Toca a despir, se estas gajas se pegam à roupa estamos fodidos. Bonito!... O furriel sorri perante o imaginável espectáculo, se fosse noite desse maravilhoso luar africano. Uma centena e tal de cus em movimentação pela picada fora. Trampa de guerra!

Mesmo com todos os contratempos, o objectivo é atingido sem problemas. Cobumba é cercada e a população é apanhada de surpresa. Começa a limpeza com um certo alarido entremeando algumas rajadas sobre alguns fugitivos. Como habitualmente é dirigida à população uma prelecção sobre a guerrilha. É feito prisioneiro o guerrilheiro Malan Cassamá que irá para Cufar com mais uns elementos da população, para averiguações. Assim a operação Vindima termina.
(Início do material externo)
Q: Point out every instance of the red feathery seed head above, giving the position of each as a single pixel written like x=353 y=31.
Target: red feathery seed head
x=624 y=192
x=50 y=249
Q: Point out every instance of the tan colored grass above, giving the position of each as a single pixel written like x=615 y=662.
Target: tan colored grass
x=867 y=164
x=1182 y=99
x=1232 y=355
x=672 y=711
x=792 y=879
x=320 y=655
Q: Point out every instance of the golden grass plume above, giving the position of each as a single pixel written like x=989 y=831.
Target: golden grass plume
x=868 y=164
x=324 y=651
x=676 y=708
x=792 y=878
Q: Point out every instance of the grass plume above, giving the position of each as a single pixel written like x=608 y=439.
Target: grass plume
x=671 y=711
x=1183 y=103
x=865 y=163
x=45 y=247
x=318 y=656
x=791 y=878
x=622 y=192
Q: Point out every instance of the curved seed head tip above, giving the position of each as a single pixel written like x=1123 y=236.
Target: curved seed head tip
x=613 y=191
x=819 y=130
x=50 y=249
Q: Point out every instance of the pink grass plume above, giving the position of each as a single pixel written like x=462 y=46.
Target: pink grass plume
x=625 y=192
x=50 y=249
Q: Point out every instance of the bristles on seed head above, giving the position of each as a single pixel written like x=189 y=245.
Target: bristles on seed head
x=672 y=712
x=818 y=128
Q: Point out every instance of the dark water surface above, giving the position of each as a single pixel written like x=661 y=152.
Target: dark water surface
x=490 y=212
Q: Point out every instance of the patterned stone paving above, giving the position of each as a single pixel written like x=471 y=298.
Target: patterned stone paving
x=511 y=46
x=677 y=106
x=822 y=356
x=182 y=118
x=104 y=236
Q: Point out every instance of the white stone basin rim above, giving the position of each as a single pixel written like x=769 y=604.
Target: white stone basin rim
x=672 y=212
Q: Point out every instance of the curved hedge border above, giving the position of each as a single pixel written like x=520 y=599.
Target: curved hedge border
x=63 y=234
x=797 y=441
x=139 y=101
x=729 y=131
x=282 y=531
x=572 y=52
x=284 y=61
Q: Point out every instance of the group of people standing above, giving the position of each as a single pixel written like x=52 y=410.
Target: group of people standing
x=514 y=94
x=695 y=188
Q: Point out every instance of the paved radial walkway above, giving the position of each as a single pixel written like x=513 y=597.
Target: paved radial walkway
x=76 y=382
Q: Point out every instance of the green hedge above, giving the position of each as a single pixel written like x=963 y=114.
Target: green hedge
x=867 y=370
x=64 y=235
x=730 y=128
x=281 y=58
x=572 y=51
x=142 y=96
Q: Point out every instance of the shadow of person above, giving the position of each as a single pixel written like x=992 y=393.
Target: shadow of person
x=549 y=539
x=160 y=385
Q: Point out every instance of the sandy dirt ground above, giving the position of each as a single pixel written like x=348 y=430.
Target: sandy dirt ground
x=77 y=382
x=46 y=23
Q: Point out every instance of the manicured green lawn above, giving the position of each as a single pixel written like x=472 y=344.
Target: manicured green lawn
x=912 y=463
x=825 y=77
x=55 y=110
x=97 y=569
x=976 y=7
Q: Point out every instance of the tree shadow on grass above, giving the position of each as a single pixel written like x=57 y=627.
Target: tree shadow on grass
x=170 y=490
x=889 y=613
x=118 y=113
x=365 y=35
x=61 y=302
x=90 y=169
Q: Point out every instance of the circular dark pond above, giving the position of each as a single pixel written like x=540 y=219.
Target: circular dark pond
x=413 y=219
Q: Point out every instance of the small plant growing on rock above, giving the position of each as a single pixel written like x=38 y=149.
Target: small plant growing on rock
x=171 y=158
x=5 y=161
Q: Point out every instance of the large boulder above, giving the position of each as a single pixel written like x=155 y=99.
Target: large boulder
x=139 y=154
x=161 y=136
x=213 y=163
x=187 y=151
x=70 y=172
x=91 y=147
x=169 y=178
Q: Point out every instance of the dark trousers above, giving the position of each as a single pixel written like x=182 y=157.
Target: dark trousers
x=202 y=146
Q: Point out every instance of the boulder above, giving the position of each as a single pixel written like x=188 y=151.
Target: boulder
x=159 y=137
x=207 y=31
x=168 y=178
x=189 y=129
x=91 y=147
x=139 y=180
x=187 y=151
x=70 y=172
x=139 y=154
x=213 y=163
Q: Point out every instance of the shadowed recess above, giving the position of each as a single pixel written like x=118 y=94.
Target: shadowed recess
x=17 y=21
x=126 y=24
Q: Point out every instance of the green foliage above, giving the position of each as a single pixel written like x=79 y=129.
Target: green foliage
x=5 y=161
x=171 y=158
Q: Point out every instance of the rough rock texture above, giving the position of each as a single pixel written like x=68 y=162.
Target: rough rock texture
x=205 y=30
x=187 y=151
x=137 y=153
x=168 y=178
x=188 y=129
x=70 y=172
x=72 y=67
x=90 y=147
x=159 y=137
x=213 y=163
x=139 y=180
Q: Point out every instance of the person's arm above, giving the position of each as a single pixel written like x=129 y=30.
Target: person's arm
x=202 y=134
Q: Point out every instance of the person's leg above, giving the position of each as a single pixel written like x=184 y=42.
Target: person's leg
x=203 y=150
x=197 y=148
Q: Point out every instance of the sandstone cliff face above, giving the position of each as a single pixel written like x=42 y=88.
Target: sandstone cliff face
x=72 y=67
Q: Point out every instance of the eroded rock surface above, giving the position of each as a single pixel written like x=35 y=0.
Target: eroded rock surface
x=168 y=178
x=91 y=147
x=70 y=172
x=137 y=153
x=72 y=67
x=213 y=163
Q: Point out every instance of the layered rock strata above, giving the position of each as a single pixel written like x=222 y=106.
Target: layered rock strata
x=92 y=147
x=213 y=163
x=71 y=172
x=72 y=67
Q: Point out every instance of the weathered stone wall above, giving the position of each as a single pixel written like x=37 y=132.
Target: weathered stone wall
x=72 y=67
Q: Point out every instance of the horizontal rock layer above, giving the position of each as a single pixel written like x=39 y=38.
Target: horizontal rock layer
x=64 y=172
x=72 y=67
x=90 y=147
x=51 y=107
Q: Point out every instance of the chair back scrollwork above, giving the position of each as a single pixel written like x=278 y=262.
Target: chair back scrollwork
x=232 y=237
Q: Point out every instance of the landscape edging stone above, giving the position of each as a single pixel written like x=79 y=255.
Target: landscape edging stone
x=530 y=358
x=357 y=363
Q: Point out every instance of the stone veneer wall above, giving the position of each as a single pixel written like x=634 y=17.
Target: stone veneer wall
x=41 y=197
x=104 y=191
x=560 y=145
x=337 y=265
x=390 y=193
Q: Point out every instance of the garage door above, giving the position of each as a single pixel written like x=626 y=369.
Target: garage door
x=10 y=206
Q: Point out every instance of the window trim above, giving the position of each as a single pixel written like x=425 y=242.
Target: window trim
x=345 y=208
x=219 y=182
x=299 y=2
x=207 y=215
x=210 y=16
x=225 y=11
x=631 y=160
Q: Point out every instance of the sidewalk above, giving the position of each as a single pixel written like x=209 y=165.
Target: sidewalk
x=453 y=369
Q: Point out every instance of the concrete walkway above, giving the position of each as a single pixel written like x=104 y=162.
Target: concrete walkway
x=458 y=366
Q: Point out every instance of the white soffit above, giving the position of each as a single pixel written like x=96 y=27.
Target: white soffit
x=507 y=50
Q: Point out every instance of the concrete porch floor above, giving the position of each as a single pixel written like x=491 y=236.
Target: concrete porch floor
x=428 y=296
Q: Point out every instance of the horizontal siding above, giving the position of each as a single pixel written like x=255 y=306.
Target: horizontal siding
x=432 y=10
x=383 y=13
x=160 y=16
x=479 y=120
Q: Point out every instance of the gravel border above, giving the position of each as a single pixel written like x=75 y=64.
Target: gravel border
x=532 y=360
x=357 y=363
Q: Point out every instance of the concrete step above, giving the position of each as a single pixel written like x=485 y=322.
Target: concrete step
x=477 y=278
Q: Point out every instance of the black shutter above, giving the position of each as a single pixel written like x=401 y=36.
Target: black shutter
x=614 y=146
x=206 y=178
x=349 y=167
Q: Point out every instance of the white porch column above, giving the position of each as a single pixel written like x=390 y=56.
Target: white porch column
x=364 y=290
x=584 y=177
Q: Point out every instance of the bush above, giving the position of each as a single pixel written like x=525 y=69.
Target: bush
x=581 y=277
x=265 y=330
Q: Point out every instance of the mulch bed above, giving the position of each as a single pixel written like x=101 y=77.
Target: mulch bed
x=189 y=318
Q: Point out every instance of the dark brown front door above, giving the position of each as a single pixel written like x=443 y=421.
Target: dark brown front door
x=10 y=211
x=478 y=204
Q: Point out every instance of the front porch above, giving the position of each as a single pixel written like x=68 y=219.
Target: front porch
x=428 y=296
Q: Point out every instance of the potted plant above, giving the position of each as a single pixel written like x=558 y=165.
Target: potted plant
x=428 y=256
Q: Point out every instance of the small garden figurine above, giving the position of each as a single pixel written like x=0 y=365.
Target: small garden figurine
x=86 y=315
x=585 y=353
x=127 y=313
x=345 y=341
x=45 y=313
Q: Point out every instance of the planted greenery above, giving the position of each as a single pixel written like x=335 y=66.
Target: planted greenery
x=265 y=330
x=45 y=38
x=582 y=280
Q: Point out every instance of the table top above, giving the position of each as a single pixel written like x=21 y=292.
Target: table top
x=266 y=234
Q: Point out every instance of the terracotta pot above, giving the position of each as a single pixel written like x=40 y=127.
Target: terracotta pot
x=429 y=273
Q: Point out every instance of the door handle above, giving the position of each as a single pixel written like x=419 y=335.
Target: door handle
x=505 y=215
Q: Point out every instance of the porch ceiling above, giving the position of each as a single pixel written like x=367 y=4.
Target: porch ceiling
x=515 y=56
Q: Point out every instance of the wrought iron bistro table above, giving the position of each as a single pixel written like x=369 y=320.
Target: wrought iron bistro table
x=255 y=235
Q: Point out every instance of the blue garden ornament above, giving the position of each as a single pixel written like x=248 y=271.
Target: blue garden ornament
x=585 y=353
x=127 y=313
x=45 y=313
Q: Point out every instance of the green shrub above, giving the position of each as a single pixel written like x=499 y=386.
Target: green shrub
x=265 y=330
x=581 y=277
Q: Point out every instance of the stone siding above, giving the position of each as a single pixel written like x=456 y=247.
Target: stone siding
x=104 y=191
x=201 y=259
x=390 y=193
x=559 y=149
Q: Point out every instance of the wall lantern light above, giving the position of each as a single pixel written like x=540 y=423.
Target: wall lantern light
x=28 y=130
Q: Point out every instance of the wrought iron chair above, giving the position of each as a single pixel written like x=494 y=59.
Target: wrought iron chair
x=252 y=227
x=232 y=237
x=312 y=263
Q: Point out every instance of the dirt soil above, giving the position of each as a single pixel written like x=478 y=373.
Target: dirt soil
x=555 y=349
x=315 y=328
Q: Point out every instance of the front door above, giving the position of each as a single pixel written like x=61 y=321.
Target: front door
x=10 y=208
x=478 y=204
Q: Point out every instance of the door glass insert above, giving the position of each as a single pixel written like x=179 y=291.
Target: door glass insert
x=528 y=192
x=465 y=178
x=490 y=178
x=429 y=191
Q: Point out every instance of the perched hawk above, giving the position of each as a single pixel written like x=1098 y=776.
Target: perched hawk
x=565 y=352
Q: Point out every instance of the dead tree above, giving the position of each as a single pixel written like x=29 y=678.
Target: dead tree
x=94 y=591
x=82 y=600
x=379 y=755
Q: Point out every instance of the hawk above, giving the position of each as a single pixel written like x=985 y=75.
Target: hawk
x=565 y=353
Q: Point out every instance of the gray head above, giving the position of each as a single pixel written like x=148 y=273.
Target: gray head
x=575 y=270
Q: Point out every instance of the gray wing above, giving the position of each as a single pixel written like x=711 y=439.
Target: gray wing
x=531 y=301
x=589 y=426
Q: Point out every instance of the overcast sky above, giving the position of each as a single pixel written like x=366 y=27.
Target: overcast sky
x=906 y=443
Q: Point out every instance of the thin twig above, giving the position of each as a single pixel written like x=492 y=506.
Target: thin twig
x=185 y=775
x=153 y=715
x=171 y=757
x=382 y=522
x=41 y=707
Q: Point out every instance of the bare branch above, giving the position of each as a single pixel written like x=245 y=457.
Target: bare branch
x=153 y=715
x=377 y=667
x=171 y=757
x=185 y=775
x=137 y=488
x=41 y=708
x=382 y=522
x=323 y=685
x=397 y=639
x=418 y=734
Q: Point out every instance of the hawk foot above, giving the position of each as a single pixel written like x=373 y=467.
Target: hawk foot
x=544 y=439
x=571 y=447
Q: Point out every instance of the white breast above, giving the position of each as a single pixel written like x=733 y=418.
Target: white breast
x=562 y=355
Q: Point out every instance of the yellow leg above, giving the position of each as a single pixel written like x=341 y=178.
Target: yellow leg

Época de chuvas. Vagabundo deveria estar a caminho de férias, para na sua Planície apadrinhar o casamento de sua irmã Adelaide mas… sai tudo furado. A morte do pobre sargento Madeira, alterou a escala das férias. Faça-se o casamento sem o padrinho, haverá sempre alguém que honrosamente faça a substituição. O furriel Vagabundo tem outras festas a realizar.

E temos mais uma surpresa: Tui Na Defa, ex-guerrilheiro do PAIGC, apresenta-se em Cufar, e passa a fazer parte da Companhia de Milícia 13. Meu bom Tui, como eras simpático e que grandes amizades tinhas com todos os Lassas. Soubemos já em Lisboa que também tinhas ficado na estrada maldita. Que o teu iran te dê o respectivo valor, porque para as pátrias a quem serviste, apenas foste um objecto. Apenas os amigos que criaste, se lembraram de ti.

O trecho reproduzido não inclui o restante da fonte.